Trump fumes as US carmakers pursue drive for lower emissions
President and major manufacturers in stand-off over exhaust emission standards
US president Donald Trump claimed on Twitter that Ford wanted “to build a much more expensive car, that is far less safe and doesn’t work as well”. Photograph: Doug Mills/New York Times
A dispute between US president Donald Trump and four major car manufacturers over emissions standards has turned nasty. But the Trump administration’s short-term goals for reducing carbon emissions are so clearly bogus they are enough to have somehow made it possible for the motor industry – a major contributor to global warming – to come out of a disagreement (ostensibly about the environment) looking like the good guys.
Trump has said he applies many of the same principles he used in running businesses to running a country effectively. But when several of your most influential employees publicly oppose and ignore orders coming directly from the chief executive this cannot be a positive indication that this approach is workable in politics.

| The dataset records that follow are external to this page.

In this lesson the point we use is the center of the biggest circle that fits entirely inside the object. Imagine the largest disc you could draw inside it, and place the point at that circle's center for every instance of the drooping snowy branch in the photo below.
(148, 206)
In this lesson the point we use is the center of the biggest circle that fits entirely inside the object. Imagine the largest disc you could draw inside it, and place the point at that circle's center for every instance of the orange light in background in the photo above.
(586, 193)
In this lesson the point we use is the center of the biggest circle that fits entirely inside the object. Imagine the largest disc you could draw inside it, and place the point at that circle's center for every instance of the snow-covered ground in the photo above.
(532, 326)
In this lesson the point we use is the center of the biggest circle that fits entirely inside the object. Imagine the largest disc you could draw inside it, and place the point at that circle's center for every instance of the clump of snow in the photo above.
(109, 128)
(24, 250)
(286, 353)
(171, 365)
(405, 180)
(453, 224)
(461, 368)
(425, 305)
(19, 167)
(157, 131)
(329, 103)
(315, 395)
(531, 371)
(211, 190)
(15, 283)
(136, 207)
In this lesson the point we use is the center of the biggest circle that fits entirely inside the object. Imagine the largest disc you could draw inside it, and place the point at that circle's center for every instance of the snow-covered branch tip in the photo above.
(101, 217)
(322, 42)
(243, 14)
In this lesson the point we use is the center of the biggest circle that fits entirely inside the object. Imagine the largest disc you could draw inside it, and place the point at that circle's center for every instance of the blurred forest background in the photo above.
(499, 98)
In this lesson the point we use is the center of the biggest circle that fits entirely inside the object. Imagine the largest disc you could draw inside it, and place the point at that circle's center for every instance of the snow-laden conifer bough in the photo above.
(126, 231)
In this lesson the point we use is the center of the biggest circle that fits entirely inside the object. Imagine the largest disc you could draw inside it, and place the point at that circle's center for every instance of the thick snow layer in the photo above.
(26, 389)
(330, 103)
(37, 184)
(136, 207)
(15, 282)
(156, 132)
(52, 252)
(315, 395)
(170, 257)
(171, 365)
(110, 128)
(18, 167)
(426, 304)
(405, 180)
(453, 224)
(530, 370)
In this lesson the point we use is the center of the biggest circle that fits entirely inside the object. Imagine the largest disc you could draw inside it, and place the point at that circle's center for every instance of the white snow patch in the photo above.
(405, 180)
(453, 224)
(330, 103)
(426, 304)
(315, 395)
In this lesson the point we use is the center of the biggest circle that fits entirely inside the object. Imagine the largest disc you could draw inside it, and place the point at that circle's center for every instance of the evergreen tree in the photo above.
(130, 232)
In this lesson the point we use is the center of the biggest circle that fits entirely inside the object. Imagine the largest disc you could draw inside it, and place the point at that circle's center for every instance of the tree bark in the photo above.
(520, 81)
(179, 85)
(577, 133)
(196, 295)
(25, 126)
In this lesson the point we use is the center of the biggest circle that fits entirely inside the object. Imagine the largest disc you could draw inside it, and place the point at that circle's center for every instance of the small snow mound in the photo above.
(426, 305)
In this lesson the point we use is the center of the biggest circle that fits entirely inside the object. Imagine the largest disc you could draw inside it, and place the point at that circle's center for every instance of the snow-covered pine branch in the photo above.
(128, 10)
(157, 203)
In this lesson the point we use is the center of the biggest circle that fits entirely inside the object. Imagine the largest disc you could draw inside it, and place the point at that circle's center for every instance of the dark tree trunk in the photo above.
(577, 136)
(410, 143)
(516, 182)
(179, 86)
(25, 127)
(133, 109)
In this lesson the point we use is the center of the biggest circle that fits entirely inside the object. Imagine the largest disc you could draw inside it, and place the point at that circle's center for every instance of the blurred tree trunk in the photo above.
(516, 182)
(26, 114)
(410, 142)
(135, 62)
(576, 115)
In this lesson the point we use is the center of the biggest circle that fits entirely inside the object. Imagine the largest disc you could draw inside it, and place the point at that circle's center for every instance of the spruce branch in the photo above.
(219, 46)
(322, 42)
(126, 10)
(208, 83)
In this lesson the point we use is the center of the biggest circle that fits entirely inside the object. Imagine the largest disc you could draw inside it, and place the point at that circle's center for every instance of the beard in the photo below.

That’s what’s currently happening in America Inc. A number of major global auto manufacturers, including Ford, Honda, Volkswagen and BMW, oppose a federal government policy objective aimed at reversing car exhaust emission standards (established late in the Obama administration) that would freeze them to a limit of their 2020 miles-per-gallon targets.
For the last three years Trump has been formulating plans “for the biggest deregulatory effort” of his presidency.
One might assume a policy that would ease the financial burden of reducing the auto industry’s carbon footprint would be welcomed by US car manufacturers. Instead Ford, Honda, Volkswagen and BMW have declared their support for California governor Gavin Newsom by agreeing to comply with stricter benchmarks being laid out in the state. It has been reported that Mercedes Benz is soon to join the four, which together produce nearly a third of all vehicles sold in the US.
Upon hearing the news that his efforts to create a nationwide emissions standard were being ignored, Trump did what all credible heads of state would do: he got on Twitter. Singling out Ford as the ringleader, the president told his 63 million followers that its founder Henry Ford would likely be unimpressed that the good name of his company was being dishonoured by its current leadership for “wanting to build a much more expensive car, that is far less safe and doesn’t work as well”.
What the hell was he on about? Notwithstanding the various criticisms Twitter has been subjected to recently, it has never been a suitable medium for providing context: one of the more crucial elements to effective communications that still seems to be an afterthought for most Twitterati (despite now having a whopping 280 characters at one’s disposal).
The tweet was in reference to some warped logic used by officials from the now oxymoronic Environmental Protection Agency and the National Highway Traffic Safety Administration, the two entities who jointly manage fuel economy regulations.
The previous administration had set fuel efficiency targets for new cars to reach a minimum of 55mpg by 2025. When opponents of this target took the helm at the aforementioned regulatory duo they argued it was too ambitious and needed to be revised down because the resulting drop in the price of petrol would incentivise more Americans to drive leading to an inevitable rise in the number of road fatalities. (Warped logic isn’t necessarily always bogus but it’s almost always ridiculous.)
American car manufacturers didn’t like the ambitious targets set by Obama all that much either but knew they were coming sooner or later.
Now the group of rebel car makers has struck a deal with California that all parties appear to be satisfied with. Aside from the obvious environmental benefits of improving fuel economy generally, California is keen to ramp up electric vehicle production.
An economy as large as California’s with a hunger for electric vehicles is just the impetus required by automakers craving regulatory certainty as well as policy support to justify the billions being spent on research and development in relation to electric vehicle technology. Unsurprisingly, therefore, a major component of the agreement reached by Ford and its allies with the Democratic governor of the country’s largest state is a commitment to co-operate with each other in the development of the electric car industry in tandem with the infrastructure needed to make the technology a viable alternative to conventional combustible engines.
Ford alone has spent more than $11 billion (€9.96 billion) on its development of battery-based cars and recently announced it had struck a deal with competitor Volkswagen, allowing it to share the German’s all-electric platform. Volkswagen is also busy with its R&D as it plans to roll out up to 70 different battery-powered new vehicle models across its brands by 2025. The car giant recently revised up its expected production volume expectations in that period from 15 million to 22 million. The first of the new cars was revealed this week at the Frankfurt auto show in the form of the new ID.3.
Trump’s once-powerful strategy for overcoming disobedient subjects – that is, saying nasty things about them on Twitter – may be losing its venom. But this stand-off isn’t over. In the absence of a tweet insulting enough to scare off four of the world’s largest car manufacturers, the US justice department has “opened an antitrust inquiry investigating if the automakers’ deal with California is in violation of federal antitrust laws and could potentially be limiting consumer choice”.
Perhaps it will in the short term, as electric cars don’t enjoy the economies of scale that allow for prices to drop. It’s inevitable that demand will rise, though. And all this short-term thinking in the White House could lead to an even shorter term in office for this administration.